By Chip Rowe
Santa has heard it all.
“Were you born on Christmas?”
“Is your last name Claus?”
“Is that really your name?”
A lifelong Cold Spring resident, Santa Warren usually smiles and explains that her full name is Santa Maria, that she was named after her Italian-American mother (although her mother had no middle name), and that she was born on the relatively uneventful date of January 29.

Santa Warren with her mother, Santa Huston
“My mother was 5 feet tall, and I am 5’3”, but she was always Big Santa and I was Little Santa,” says Warren, who is familiar to many residents of Philipstown because of her volunteer work for local youth soccer, the Haldane PTA and Our Lady of Loretto.
Warren, 43, who doesn’t have siblings, says it was tough having the name as a child because of the teasing from classmates – she didn’t name either of her daughters Santa (Sarah, 17, Sydney, 10, and Seth, 14, all attend Haldane). But as an adult she loves being called Santa, even with its unique burden – everybody remembers her name even when she can’t remember theirs.
She says a few people over the years have told her they know someone else named Santa, “but more often they think they misheard me, and they repeat it back as Sandra. If I don’t think I’ll ever see them again, rather than explain, I just go with Sandra.”

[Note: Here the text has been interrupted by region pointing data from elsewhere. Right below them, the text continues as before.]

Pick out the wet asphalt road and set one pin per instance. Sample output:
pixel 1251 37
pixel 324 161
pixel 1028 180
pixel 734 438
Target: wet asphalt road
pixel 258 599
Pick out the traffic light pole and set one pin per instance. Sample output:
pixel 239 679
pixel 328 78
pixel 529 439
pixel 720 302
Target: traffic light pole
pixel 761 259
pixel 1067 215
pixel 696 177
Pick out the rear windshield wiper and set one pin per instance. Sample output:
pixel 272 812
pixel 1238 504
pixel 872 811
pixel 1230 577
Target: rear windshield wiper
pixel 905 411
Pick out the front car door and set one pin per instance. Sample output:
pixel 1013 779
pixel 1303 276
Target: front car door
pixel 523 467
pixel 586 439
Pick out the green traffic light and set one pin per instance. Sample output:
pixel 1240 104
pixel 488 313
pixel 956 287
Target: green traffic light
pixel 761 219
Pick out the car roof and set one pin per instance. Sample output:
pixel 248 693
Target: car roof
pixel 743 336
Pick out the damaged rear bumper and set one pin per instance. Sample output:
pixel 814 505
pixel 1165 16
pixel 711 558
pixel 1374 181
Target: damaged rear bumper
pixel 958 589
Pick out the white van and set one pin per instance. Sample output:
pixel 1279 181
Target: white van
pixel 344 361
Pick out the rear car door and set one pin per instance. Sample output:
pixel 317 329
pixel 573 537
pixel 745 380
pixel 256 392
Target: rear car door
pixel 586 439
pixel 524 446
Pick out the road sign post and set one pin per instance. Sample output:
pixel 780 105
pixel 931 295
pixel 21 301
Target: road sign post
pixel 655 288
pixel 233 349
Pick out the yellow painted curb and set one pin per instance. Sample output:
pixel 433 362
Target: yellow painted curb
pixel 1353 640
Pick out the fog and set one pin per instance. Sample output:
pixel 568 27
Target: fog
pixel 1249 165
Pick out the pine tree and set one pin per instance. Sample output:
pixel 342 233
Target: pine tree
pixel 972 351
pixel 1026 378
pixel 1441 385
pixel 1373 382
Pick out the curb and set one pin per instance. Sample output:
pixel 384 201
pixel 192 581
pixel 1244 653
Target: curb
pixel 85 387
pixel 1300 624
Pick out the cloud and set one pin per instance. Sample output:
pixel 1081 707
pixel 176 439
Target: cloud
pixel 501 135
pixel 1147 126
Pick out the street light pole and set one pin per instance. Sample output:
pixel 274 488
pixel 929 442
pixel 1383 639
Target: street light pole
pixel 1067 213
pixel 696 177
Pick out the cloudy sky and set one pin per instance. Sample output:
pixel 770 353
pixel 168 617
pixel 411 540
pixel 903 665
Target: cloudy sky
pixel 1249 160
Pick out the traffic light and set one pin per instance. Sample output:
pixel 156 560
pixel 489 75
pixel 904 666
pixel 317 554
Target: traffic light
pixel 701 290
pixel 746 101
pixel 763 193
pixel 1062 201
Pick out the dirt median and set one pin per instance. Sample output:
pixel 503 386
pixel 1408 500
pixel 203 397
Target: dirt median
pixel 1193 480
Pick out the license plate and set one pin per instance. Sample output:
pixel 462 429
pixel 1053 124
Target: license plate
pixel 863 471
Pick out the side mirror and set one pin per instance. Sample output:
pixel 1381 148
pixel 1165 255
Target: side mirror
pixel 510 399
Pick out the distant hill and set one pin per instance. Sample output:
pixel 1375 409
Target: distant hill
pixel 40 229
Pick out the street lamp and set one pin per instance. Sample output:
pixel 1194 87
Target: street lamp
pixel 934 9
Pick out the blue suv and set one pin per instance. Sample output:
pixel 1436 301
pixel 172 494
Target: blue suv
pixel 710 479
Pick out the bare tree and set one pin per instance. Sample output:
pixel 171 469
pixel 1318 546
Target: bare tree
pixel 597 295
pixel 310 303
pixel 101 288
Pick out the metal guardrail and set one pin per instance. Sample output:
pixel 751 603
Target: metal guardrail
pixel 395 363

Santa is not the only Santa in town. At one time there were three – Warren, her mother, Santa (Frisenda) Huston, who died in 2007, and her mother’s cousin, Santa Maria (Frisenda) Ferrara, 91, also a lifelong Cold Spring resident. Both cousins were named for their paternal grandmother in Italy, Santa (Castrovinci) Frisenda.
Ferrara, who grew up in Cold Spring in the 1920s and 1930s, says she didn’t get much grief about her name, in part because her parents were immigrants. “We didn’t have too many friends” outside of the local Italian community, she said.

The Warren family
Santa translates as “saint” or “holy” in Italian or Spanish. (“I’m a saint!” Ferrara claimed, although, when pressed, she quickly added with a laugh: “Are you kidding?”). Santa was a more common name in the U.S. a century ago. Between 1904 and 1931, it ranked among the top 1,000 for newborn girls. (Ferrara was born in 1922, and Huston in 1929.) In 1990, the most recent census data available, more than 1,200 women had the name, making it the 1,224th most popular, between Dominga and Melodie.
The male equivalent is Santo, although Warren says she gets plenty of junk mail for Mr. Santa Warren. The male Santa familiar to Americans is thought to originate with the Dutch tradition of Sinter Klaas. The name appeared in print in the U.S. as early as 1821, in an obscure poem that begins, “Old Santeclaus with much delight … ”
Warren jokes she could have married someone named Claus instead of her high-school sweetheart, Scott Warren. And Santa Santa was also a possibility, as more than 2,000 people in the U.S. have that surname and surely have grown weary of the Christmas Eve phone calls.
Photos courtesy Santa Warren
I have to admit, I asked twice what her name was to a friend, not her directly. Ever since that I have known Santa as a wonderful person to be friends with. She is always positive and pleasant and helps in any way she can wherever we are. Her husband and children are equally as nice. And, on top of all that I love her name!